— Paul Otchakovsky-Laurens

Parler lentement (petite métaphysique du poisson)

18 juin 2010, 13h18 par Édith Msika

Je me suis trompé, à raconter de petites histoires. Je les avais vus, eux, les grands, éparpillant minutieusement leurs pensées en radicelles éblouissants. J'avais peur; je me calfeutrais. J'avais soif; j'ébouriffais mes cheveux. J'avais la prescience que la ville et ses habitants étaleraient sur nous tous un Acapulco de soleil gris. Dans un bureau relativement grillagé, je faisais ce que je pouvais pour ne rien pouvoir.
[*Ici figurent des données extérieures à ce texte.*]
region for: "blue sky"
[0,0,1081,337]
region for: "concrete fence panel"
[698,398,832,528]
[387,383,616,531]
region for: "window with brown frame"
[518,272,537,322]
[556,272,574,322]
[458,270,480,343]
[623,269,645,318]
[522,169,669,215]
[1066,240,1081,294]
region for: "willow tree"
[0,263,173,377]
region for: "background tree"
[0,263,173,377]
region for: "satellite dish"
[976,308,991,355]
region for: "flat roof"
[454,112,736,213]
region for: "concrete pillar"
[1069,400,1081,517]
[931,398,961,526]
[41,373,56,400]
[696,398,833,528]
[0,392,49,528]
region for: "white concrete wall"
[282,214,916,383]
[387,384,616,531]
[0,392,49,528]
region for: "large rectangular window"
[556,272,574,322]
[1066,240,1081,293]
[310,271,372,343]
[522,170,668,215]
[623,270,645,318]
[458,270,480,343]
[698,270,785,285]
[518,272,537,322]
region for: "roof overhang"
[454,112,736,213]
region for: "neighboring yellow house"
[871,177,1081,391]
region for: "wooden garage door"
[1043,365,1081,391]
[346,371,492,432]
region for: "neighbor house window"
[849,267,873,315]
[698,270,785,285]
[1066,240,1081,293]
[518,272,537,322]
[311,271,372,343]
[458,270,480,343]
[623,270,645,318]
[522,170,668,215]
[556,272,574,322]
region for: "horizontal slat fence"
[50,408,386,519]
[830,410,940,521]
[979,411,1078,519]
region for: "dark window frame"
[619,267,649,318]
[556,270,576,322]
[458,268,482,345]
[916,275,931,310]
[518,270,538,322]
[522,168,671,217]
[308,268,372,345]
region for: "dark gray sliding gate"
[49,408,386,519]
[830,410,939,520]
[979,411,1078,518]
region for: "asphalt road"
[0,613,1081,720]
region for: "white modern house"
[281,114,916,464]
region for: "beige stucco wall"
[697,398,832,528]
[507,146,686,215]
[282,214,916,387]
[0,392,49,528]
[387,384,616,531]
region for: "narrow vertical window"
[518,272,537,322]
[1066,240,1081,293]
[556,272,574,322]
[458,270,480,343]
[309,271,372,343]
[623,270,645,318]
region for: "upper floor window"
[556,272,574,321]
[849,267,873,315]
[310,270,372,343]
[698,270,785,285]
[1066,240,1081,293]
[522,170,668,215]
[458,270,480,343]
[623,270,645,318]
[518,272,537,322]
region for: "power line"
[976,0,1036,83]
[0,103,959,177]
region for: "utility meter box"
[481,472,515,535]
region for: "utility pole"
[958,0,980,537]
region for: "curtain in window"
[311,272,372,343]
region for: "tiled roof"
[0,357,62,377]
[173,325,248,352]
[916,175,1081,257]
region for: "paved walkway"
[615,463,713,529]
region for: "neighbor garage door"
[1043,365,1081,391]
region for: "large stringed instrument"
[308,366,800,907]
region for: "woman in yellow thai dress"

Le minimum, comme un commun désastre éprouvé.
J'avais pu sortir à la mi-journée et voir ce que j'avais vu : ceci,
- que le pêcheur n'est pas calme. Il est même remuant; il éprouve peut-être même des sentiments. Il peut agir subitement (on croit : sans raison).
- qu'il choisit sa position. La position du pêcheur paraît être un élément fondamental de son équilibre.
Je m'étais aussi demandé : le pêcheur aime-t-il être seul ? Rien de moins sûr.
Sur le quai, il semblait y avoir des pêcheurs heureux, et d'autres moins, souffrant, agités. Quand le poisson surgissait au bout de la ligne, agité, souffrant, le pêcheur l'entourait de sa sollicitude, ou bien se montrait cruel. Il le relâchait ou bien le délaissait. Et alors le poisson bougeait sa queue mais ne pouvait plus vivre. Mourant, il se calmait.
Mourant, nous nous calmons, c'est aussi visible que le poisson hors de l'eau, brillant au soleil, paraissant heureux, mais impuissant, même avec la sollicitude du pêcheur pédagogue expliquant par le geste à son fils : tu vois, tu lui enlèves délicatement le crochet. Comme ça.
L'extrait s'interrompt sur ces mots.